Leupold: Ich fand die Lektüre überaus spannend und lebendig, nicht zuletzt wegen Deiner gut gewählten anschaulichen Kapitelüberschriften und des erhellenden, Orientierung bietenden Vorworts. Wie bist Du vorgegangen in der Doppelfunktion als Herausgeber und Übersetzer?
Pleschinski: Es war kein lang geplantes Projekt. Nach dem Film Lebwohl, meine Königin von Benoît Jacquot, in dem eine Kammerfrau, Madame Campan, eine Hauptrolle spielt, habe ich über Marie Antoinette noch einmal Einiges nachgelesen und stieß dabei auch auf Madame Campan und ihre Memoiren. Ich habe mir das Buch besorgt und war von den ersten Zeilen an fasziniert von der Zeitzeugenschaft Henriette Campans. Mit einem Stöhnen – denn es ist ja stets eine langwierige Arbeit, auf die man sich einlässt – habe ich mit dem Übersetzen begonnen. Zuerst wie für mich selbst, denn das Übersetzen hält sprachlich rege. So ging es Tag für Tag und Kapitel um Kapitel. Man lebt sich ein, auch in Versailles, und ist von spannenden Gestalten und fundamentalen Geschehnissen umgeben. Bitteren Abschied musste ich nicht gleich nehmen, denn nach dem Übersetzen beginnt die Arbeit des Kommentierens, an den Zwischentexten. Sie sollen manche Zusammenhänge erklären, sodass der Leser nicht vor Rätseln steht: Was hat es mit dem Finanzminister Calonne auf sich? Wieviel verdiente eine Kammerfrau? Was ist mit dem berühmten Halsband der Königin geschehen? Eine Mühe besteht darin, die Zwischentexte möglichst knapp zu halten, damit der Leser sagt: „Aha, so war das also“, aber nicht im Lesefluss gestört wird.
Leupold: Zwei Fragen zur Berichterstatterin Henriette Campan: Ich habe mich, besonders im Zweiten Buch, in dem sich das blutige Ende des „Ancien Regime“ anbahnt, gefragt, wie „objektiv“ und zuverlässig die Darstellung der Henriette Campan sind – zu viel der Loyalität? Zu wenig kritische Einordnung in der Nachbetrachtung dreißig Jahre nach der Hinrichtung der Königin? Spielt eventuell auch eine gewisse Selbststilisierung, ein Überbetonen der eigenen Rolle hinein?

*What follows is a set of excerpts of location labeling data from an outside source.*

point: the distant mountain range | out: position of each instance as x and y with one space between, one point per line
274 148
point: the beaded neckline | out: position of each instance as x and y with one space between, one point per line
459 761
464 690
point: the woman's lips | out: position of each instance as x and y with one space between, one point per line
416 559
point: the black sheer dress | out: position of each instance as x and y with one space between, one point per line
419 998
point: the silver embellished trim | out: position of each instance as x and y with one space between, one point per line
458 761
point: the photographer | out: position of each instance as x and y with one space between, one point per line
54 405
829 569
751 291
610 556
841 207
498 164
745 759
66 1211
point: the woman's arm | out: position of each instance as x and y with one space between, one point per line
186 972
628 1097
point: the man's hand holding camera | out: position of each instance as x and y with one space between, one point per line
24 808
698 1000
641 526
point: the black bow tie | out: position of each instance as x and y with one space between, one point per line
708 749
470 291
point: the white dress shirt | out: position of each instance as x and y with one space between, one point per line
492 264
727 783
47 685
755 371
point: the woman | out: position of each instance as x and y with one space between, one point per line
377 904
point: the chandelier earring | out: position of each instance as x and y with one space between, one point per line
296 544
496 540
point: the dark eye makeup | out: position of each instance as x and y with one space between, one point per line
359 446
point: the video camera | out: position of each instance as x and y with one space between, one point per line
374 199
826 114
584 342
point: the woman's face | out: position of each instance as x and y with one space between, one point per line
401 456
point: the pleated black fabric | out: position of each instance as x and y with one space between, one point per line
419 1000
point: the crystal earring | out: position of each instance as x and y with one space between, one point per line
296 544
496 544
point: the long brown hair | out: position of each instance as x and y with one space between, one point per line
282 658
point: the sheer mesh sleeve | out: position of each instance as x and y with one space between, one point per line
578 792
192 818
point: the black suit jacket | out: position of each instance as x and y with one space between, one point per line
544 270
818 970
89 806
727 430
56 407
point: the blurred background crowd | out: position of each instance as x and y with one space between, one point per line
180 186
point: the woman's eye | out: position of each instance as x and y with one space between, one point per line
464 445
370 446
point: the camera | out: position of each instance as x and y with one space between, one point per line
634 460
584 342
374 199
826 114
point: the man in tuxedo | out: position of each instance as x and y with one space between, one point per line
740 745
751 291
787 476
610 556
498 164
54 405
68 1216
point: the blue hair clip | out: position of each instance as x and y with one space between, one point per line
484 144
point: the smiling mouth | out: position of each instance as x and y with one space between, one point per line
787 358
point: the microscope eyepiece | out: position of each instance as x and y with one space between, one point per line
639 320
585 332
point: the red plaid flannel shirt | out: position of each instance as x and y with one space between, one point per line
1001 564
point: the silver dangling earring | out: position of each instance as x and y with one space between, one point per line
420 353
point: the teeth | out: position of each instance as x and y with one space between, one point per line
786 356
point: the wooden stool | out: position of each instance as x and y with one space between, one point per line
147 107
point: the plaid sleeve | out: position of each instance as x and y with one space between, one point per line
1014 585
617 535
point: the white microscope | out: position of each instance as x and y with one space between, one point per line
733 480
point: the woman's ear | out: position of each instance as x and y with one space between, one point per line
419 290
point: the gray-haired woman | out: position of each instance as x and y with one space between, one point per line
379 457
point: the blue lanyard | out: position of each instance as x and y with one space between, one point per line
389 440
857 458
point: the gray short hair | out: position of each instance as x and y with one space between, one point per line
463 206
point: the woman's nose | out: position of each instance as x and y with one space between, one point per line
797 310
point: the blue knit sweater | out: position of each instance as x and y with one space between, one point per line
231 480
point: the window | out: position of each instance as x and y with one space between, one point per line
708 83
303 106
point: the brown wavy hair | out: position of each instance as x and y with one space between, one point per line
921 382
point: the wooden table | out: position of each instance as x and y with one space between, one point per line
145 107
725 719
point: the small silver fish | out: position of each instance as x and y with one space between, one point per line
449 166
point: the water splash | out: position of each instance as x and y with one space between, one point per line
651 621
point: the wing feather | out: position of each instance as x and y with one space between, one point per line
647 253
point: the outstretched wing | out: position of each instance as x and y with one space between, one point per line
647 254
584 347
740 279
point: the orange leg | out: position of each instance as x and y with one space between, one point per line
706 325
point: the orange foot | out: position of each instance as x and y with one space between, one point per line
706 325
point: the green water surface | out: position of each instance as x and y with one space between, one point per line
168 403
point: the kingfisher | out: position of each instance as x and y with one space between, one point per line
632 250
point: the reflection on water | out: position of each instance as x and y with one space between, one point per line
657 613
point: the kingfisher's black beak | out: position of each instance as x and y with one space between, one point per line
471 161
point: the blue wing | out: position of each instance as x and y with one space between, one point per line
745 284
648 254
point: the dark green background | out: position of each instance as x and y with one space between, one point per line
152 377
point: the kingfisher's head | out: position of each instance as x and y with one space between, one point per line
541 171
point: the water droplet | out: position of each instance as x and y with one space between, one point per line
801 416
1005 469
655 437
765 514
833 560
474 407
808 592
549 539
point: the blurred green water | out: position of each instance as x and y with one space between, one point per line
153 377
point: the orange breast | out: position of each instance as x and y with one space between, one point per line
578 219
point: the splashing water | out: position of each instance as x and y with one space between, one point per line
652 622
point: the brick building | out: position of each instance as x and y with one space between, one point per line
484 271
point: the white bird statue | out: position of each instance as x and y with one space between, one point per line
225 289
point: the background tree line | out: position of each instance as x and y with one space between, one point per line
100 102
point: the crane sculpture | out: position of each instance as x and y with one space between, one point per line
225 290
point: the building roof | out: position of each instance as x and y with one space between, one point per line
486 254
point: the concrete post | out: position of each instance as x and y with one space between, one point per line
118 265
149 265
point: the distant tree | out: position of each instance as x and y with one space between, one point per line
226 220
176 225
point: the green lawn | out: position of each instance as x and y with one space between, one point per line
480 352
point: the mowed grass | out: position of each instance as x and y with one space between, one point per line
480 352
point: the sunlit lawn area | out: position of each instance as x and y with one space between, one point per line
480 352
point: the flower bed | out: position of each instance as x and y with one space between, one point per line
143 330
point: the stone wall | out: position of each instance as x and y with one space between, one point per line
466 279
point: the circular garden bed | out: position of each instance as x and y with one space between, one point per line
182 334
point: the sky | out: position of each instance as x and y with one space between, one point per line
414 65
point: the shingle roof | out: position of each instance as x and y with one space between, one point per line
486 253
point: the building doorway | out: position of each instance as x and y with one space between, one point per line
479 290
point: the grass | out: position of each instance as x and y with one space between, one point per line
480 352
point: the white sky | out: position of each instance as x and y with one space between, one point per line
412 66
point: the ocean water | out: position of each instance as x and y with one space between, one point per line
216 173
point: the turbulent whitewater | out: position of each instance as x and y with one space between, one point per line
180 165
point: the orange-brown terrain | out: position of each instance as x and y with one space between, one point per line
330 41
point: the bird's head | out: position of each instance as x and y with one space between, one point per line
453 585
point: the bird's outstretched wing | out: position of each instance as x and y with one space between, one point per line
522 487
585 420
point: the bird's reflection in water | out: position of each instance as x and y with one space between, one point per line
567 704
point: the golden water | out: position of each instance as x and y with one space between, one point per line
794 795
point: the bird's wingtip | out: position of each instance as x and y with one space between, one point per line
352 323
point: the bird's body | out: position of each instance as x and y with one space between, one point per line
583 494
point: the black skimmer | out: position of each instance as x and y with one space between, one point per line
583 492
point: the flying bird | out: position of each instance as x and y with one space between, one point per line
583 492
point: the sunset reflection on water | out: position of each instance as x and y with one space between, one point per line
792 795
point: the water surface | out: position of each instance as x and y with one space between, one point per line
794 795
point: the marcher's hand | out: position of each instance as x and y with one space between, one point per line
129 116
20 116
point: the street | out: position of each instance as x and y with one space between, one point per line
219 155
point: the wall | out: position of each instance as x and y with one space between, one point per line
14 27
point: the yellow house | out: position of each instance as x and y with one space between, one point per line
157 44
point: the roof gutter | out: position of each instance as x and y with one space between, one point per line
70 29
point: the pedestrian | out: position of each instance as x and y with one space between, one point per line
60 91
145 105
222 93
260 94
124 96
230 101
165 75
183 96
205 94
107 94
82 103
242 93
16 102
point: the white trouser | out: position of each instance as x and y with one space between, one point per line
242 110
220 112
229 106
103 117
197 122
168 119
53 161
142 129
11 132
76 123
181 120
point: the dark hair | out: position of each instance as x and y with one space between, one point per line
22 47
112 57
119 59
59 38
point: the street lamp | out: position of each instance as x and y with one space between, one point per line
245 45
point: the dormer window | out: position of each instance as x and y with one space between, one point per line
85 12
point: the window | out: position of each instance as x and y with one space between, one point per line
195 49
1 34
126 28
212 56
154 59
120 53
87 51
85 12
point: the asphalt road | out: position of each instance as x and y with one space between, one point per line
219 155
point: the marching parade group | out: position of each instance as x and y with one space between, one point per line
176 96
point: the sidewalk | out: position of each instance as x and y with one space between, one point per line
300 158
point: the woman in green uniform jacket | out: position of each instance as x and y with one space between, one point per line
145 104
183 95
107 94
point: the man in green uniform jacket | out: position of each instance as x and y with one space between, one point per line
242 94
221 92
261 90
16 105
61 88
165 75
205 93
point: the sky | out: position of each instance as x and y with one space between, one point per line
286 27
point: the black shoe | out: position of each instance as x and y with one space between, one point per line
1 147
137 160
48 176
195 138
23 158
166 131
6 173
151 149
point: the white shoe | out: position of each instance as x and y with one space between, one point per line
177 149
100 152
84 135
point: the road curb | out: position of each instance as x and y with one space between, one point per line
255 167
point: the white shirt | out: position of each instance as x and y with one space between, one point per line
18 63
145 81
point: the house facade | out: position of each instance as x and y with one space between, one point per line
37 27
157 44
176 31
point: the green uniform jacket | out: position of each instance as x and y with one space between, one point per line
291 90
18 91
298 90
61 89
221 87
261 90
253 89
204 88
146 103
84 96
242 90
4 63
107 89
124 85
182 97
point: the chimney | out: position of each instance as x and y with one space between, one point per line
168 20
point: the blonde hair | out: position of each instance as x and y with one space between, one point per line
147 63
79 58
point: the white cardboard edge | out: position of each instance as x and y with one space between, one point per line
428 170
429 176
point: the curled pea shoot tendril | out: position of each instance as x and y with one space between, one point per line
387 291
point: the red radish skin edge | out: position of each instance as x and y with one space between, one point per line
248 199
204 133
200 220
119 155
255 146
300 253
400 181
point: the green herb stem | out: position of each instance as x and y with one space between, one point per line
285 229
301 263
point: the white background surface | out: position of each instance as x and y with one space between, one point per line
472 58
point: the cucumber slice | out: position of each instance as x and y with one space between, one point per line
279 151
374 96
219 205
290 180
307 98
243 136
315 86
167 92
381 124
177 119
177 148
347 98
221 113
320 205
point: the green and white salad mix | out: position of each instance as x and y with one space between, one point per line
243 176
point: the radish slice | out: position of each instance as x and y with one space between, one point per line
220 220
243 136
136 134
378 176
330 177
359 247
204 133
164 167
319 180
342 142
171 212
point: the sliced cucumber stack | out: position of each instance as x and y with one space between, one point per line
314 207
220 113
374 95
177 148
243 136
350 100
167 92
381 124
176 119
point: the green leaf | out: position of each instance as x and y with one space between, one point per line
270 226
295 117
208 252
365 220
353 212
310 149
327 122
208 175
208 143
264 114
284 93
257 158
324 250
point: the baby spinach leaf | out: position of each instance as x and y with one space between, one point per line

Und: Gibt es Hinweise auf zeitnahe Aufzeichnungen, z.B. in Gestalt eines Tagebuchs? Es fällt auf, dass der Bericht enorm detailreich ist, bis hin zu Zitaten von Sätzen der Königin oder anderer Personen des Hofstaats in wörtlicher Rede.
Pleschinski: Ich habe nicht das Gefühl, dass Henriette Campan sich nachträglich in den Vordergrund drängt. Sie war in viele Geschehnisse involviert und erzählt, was sie sah und hörte. Ich glaube an die größtmögliche Gewissenhaftigkeit dieser Frau. Und auch kein Zeitgenosse stellte ihren Bericht in Frage. Dass Madame Campan Royalistin war, eine kritische, steht außer Zweifel. Was hätte sie im Dienst der Krone sonst sein sollen? Die Bewegungen der Revolution beobachtete und erlebte sie, und erklärt, für eine präzise politische Historie wären andere Chronisten geeigneter. Sie überlieferte indes die Fülle des Lebens am Hof, dieser goldenen Blase, in der auch sie lebte. Sorgenvoll hing sie an ihrer Dienstherrin, der Königin, und wer wollte es ihr verübeln? Vor dem Grauen, das sich anbahnte, graute auch Madame Campan, deren Leben oft auf dem Spiel stand. Bei einigen Sätzen, Gesprächen, die sie wiedergibt, versichert sie: Was sie erzähle, habe sich ihr unauslöschlich eingeprägt. Das ist glaubhaft, denn es handelte sich oft um historisch entscheidende Wortwechsel. Die vergisst man nicht. An der Deutung dieser Geschehnisse arbeitet man bis heute.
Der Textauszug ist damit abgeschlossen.